Six views are shown, including the two polar regions. These are 
composites of 24-26 Mars Global Surveyor (MGS) Mars Orbiter Camera 
(MOC) daily global mapping images acquired at red and blue 
wavelengths. The 'hole' over the south pole is an area where no 
images were obtained, because this polar region is enveloped in 
wintertime darkness.

Presently, it is summer in the northern hemisphere and winter in 
the southern hemisphere. Ls, solar longitude, is a measure of the 
time of year on Mars. Mars travels 360 degrees around the Sun in 1 Mars 
year. The year begins at Ls 0 degrees, the start of northern spring and 
southern autumn. Northern summer/southern winter begins at Ls 90 degrees, 
northern autumn/southern spring start at Ls 180 degrees, and northern 
winter/southern summer begin at Ls 270 degrees.

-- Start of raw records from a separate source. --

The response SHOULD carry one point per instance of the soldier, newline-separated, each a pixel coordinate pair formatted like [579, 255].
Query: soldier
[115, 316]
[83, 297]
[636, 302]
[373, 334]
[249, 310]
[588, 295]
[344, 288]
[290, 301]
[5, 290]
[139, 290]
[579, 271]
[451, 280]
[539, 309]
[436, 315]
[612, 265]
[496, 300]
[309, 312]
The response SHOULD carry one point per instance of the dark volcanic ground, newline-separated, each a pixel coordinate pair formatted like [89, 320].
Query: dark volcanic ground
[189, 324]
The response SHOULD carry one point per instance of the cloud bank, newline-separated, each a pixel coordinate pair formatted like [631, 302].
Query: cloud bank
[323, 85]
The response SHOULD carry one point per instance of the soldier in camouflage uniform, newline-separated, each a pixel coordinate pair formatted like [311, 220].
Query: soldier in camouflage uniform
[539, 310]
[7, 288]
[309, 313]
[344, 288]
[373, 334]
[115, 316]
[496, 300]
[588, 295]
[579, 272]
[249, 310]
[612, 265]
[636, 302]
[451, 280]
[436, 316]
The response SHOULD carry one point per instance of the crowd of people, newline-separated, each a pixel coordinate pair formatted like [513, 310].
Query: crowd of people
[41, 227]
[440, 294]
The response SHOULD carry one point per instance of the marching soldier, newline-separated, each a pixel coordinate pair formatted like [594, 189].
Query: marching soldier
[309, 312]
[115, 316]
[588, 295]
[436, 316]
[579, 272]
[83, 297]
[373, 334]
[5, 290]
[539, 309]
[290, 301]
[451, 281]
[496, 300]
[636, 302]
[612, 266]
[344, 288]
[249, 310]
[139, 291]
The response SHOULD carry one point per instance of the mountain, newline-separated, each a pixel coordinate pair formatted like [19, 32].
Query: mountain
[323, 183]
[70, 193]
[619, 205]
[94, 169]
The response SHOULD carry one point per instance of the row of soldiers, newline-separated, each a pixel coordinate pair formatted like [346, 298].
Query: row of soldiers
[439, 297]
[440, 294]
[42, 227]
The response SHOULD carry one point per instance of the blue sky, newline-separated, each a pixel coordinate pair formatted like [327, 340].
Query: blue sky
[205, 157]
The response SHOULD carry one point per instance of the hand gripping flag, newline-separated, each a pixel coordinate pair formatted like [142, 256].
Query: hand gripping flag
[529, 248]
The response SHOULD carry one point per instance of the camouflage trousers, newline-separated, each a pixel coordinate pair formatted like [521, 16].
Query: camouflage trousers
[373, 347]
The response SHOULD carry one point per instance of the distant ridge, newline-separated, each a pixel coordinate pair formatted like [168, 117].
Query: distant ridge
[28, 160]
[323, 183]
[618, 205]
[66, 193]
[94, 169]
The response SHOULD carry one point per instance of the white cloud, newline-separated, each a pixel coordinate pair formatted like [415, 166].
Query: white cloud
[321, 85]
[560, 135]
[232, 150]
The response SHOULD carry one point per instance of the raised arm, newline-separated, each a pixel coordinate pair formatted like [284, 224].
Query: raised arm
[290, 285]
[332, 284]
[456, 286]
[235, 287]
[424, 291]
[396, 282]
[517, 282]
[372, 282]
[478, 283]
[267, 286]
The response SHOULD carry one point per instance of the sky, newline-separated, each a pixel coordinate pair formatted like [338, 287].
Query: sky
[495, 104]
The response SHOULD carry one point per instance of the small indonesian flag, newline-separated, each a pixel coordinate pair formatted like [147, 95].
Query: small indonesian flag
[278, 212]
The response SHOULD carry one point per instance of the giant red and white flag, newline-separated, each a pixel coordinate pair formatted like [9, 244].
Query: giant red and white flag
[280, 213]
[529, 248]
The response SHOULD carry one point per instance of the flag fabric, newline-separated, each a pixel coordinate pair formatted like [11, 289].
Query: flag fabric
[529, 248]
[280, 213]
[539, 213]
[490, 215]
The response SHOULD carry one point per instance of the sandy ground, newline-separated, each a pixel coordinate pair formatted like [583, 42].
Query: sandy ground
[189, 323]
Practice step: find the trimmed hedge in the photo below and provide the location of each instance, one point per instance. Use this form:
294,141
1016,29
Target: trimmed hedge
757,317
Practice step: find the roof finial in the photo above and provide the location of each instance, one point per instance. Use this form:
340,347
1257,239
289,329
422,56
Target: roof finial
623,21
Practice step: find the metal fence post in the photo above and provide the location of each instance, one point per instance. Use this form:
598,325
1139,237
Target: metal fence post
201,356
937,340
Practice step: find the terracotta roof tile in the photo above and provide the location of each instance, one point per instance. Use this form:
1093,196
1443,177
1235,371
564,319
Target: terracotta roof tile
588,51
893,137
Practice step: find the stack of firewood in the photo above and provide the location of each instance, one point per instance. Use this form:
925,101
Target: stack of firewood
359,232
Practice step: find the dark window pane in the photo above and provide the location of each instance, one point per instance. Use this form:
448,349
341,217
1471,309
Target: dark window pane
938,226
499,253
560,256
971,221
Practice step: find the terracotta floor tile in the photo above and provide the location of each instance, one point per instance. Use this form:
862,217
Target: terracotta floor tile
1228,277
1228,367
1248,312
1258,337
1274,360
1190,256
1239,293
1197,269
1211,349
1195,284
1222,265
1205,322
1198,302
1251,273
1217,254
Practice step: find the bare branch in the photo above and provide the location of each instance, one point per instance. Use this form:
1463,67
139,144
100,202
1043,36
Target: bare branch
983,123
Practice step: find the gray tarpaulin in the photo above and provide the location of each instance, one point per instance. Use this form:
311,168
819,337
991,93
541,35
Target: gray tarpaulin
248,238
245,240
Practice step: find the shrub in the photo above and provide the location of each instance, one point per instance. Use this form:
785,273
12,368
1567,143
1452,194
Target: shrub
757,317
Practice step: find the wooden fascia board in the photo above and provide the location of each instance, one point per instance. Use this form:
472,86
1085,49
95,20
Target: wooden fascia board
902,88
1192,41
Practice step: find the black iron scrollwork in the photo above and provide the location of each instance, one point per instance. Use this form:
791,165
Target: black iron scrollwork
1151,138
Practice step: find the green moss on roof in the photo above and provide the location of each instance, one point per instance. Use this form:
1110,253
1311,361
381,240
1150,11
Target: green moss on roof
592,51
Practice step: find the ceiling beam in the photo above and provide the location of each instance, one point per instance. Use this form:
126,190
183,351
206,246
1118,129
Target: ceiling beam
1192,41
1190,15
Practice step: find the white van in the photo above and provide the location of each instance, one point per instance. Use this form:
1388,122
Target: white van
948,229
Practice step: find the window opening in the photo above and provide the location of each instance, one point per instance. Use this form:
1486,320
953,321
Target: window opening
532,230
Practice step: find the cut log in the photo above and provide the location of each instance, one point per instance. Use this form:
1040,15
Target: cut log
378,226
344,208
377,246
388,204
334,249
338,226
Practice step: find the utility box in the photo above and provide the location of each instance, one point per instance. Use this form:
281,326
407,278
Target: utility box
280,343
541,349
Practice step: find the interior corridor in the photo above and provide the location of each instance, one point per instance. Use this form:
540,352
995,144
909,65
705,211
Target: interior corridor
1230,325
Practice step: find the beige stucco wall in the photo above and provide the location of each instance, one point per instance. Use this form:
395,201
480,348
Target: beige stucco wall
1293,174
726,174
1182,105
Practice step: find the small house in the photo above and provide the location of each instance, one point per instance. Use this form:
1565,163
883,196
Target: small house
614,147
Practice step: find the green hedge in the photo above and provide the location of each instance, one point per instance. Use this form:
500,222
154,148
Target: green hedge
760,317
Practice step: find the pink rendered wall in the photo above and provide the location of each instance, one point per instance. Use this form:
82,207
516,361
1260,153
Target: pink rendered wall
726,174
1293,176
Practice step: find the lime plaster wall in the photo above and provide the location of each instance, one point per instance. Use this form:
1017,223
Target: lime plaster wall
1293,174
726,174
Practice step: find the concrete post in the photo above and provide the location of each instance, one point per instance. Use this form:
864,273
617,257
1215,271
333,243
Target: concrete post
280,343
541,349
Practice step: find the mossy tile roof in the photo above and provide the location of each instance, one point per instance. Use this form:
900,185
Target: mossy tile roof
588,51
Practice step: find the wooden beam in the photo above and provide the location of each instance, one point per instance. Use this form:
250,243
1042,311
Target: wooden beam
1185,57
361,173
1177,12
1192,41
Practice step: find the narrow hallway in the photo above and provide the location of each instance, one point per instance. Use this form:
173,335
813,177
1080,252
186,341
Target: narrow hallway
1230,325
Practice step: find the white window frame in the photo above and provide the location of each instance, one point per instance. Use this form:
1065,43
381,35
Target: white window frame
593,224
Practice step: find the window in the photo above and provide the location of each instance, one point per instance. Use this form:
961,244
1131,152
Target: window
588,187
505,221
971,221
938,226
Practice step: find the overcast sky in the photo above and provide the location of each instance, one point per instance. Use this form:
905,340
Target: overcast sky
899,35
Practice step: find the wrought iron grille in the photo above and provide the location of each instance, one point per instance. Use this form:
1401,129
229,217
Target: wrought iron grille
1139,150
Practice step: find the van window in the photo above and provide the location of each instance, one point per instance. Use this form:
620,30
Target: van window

Ls 137 degrees occurs in the middle of this month (November 2006). The 
pictures show how Mars appeared to the MOC wide angle cameras at 
a previous Ls 137 degrees in March 2001. The six views are centered on 
the Tharsis region (upper left), Acidalia and Mare Eyrthraeum 
(upper right), Syrtis Major and Hellas (middle left), Elysium and 
Mare Cimmeria (middle right), the north pole (lower left), and 
the south pole (lower right). 

------------------------------------------------------------------------

All of the Mars Global Surveyor images are archived here:

http://www.msss.com/mars_images/moc/index.html

Mars Global Surveyor was launched in November 1996 and has been
in Mars orbit since September 1997.   It began its primary
mapping mission on March 8, 1999.  Mars Global Surveyor is the 
first mission in a long-term program of Mars exploration known as 
the Mars Surveyor Program that is managed by JPL for NASA's Office
of Space Science, Washington, DC.  Malin Space Science Systems (MSSS)
and the California Institute of Technology built the MOC
using spare hardware from the Mars Observer mission. MSSS operates
the camera from its facilities in San Diego, CA. The Jet Propulsion
Laboratory's Mars Surveyor Operations Project operates the Mars Global
Surveyor spacecraft with its industrial partner, Lockheed Martin
Astronautics, from facilities in Pasadena, CA and Denver, CO.